Ma Bice, che si era rivolta verso la zuccheriera per nascondere la propria emozione, accorgendosi che egli stava per uscire, lo fermò.

—Perchè dunque volete andarvene? Non avete nessun'altra buona ragione da dirmi? Ecco il caffè.

—Delle buone ragioni te ne dirà finchè vorrai, mia cara,—ricominciò la contessa Ginevra cingendole con un braccio la vita, appena De Nittis con un inchino, che avrebbe voluto indarno essere ironico, le ebbe preso la tazza dalle mani.—Ma tu non hai ancora voluto dirci nulla, siamo tutti qui intorno a te, aspettando la tua risposta: guarda il dottore come è diventato per l'impazienza.
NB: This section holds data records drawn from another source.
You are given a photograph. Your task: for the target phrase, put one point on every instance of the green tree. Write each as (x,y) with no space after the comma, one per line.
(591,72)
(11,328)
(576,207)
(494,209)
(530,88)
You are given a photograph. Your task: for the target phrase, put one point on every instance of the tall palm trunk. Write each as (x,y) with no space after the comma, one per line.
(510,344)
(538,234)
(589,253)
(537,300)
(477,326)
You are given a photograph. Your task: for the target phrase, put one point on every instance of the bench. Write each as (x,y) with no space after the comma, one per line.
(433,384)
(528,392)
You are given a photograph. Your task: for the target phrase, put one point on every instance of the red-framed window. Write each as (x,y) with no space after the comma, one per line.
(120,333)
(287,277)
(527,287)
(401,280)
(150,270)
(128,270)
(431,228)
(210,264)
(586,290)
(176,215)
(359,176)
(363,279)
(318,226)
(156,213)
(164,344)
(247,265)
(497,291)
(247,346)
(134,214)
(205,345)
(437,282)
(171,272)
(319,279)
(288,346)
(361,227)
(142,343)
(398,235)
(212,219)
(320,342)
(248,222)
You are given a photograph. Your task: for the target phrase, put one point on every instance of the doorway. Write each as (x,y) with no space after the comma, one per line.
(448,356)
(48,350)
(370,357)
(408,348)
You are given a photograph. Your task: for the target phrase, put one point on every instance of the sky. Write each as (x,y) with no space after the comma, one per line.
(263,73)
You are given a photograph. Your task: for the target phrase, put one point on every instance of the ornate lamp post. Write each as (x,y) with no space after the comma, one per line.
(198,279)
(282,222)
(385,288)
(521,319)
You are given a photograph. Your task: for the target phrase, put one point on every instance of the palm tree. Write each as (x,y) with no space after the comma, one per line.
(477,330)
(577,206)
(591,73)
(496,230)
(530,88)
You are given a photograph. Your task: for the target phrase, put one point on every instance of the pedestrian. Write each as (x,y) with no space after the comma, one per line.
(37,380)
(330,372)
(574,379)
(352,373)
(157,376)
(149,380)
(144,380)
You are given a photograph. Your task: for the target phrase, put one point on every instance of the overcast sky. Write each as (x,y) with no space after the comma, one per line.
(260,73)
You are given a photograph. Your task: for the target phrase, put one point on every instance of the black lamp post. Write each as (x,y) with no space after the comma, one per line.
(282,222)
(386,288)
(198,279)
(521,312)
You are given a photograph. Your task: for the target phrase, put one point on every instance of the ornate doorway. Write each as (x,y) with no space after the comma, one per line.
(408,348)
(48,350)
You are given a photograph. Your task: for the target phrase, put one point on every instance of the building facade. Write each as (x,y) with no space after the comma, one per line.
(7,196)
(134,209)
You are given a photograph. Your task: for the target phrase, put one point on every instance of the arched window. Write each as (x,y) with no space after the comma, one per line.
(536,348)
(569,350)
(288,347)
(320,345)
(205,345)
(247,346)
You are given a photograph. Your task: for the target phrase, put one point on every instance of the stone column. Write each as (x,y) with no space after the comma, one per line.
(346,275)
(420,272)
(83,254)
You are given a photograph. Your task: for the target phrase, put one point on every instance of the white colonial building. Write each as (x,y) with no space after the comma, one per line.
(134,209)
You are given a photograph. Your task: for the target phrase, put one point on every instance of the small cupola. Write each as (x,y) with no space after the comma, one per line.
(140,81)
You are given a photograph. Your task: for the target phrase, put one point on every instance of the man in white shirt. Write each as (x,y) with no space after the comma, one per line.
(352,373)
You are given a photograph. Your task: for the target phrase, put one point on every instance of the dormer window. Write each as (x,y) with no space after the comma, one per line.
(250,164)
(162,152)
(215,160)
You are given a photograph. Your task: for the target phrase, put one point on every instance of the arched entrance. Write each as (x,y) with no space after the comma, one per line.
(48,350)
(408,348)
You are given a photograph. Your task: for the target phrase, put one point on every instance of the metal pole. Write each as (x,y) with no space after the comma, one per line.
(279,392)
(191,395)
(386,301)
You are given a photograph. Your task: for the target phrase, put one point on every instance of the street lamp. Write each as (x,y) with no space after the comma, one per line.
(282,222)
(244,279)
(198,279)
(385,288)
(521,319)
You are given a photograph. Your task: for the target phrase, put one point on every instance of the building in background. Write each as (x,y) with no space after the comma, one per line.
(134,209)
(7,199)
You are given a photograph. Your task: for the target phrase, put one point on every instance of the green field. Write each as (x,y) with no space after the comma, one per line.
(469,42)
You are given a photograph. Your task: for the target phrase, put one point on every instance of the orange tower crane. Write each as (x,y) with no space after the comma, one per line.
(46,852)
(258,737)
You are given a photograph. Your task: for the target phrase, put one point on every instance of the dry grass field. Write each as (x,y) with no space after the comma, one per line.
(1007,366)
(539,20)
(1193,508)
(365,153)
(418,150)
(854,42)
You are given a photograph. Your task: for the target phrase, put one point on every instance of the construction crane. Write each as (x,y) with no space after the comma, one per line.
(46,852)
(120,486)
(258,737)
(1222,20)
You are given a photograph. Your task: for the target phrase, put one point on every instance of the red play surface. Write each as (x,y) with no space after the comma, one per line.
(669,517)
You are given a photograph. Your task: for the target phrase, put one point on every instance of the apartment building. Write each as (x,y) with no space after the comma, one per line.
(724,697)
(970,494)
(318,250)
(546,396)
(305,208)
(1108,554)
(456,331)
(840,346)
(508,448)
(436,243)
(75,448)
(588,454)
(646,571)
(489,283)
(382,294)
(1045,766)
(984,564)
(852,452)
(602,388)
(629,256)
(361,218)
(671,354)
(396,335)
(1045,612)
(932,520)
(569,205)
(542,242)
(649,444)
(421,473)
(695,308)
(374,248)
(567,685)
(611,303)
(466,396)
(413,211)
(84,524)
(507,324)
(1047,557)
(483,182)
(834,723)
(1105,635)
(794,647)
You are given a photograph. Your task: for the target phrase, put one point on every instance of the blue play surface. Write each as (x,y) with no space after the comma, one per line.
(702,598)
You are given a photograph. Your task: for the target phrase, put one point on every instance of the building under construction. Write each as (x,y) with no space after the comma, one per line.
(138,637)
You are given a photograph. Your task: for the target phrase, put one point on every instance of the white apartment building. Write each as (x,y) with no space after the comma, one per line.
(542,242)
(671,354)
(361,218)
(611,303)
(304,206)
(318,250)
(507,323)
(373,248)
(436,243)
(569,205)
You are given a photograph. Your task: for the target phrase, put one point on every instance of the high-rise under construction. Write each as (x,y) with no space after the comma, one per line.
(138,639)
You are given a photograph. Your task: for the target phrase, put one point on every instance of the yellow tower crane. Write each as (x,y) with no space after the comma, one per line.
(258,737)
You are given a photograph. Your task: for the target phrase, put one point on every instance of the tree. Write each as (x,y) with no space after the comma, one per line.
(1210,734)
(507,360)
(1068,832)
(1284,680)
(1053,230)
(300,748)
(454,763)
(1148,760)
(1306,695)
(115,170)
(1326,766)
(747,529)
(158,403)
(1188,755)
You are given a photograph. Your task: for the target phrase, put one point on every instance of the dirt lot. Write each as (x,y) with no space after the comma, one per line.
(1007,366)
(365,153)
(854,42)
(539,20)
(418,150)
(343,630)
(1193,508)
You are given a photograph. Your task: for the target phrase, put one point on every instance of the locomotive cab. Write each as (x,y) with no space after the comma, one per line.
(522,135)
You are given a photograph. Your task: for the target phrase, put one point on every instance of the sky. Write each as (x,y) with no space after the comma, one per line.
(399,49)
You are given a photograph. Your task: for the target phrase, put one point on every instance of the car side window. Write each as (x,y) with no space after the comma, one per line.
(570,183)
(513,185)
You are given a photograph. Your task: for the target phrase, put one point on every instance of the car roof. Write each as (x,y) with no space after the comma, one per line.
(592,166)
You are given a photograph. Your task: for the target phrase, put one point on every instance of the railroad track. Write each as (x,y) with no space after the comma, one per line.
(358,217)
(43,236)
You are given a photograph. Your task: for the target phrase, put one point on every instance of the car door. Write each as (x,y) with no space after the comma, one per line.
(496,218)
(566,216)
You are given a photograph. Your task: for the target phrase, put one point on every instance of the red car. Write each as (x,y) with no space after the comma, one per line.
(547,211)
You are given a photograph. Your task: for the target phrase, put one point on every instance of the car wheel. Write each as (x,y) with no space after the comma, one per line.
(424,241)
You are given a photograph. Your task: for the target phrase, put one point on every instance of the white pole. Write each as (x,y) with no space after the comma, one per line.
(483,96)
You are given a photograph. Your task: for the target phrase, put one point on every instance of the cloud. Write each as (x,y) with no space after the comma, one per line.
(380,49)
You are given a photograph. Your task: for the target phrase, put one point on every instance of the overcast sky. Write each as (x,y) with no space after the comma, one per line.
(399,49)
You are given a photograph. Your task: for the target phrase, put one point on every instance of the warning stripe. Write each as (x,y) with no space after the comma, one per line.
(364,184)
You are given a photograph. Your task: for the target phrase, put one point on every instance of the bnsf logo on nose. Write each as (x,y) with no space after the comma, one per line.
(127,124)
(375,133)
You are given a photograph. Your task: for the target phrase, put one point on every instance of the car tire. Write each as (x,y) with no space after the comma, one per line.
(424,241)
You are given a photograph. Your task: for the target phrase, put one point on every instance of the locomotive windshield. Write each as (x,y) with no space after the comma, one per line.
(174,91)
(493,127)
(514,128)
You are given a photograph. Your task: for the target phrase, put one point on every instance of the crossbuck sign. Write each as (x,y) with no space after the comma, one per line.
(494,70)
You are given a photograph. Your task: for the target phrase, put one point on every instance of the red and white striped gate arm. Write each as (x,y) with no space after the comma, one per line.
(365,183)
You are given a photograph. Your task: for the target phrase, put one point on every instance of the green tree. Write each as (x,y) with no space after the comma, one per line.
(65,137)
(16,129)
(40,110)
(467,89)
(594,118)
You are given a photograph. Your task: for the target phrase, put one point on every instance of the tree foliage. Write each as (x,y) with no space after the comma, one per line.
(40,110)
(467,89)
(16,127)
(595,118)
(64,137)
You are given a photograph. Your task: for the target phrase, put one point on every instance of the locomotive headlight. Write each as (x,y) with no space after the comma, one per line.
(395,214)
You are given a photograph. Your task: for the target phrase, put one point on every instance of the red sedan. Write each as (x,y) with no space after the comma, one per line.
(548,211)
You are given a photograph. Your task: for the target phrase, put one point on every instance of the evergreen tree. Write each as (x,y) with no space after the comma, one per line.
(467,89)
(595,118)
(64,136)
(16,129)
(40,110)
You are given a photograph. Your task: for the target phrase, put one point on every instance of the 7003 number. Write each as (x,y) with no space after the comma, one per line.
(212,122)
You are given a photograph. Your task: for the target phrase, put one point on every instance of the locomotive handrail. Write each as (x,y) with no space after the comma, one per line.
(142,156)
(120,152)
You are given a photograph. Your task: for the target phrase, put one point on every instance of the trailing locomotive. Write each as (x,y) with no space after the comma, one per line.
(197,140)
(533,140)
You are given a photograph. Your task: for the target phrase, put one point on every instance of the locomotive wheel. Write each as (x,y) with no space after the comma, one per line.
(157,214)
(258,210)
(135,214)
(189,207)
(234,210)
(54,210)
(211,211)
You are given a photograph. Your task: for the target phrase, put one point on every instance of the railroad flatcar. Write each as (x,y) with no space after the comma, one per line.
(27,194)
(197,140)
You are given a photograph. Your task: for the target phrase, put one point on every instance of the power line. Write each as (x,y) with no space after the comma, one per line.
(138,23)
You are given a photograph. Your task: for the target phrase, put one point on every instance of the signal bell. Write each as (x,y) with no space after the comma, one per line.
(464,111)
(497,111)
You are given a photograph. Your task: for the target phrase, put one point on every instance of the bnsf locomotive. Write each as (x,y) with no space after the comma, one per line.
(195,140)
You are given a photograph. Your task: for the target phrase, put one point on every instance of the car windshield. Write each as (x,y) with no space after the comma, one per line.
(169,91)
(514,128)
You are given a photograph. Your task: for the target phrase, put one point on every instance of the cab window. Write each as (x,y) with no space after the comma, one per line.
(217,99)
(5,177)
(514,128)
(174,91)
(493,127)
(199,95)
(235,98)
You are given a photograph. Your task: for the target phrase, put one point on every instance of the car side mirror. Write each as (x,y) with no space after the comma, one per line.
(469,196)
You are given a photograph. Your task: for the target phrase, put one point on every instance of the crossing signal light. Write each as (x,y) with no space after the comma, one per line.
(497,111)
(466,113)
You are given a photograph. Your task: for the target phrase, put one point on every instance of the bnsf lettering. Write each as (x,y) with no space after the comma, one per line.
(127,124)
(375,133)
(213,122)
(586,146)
—Lasciatela stare, gridò questi: i figli sono tutti così, anche quelli che si adottano. Se Bice non vuol dirci di chi è innamorata, se non è innamorata di nessuno, il che è anche peggio, io non c'entro. Non sono che un medico, mi manderai a chiamare se ne avrai bisogno.

—Non vi chiamerò, non voglio che mi salviate un'altra volta!—gridò anch'essa col massimo impeto, mentre i singhiozzi la prendevano alla gola, e fuggì lasciandoli sbigottiti dell'accento, col quale aveva pronunziato queste ultime parole. Rosa era già uscita dal salotto per seguire la fanciulla.

Allora si consultarono: che cosa era? Perchè Bice aveva un contegno così inesplicabile? Quale terribile passione le era entrata in cuore per mutarle così il carattere, e comprometterle la salute?

Il dottore era più agitato degli altri.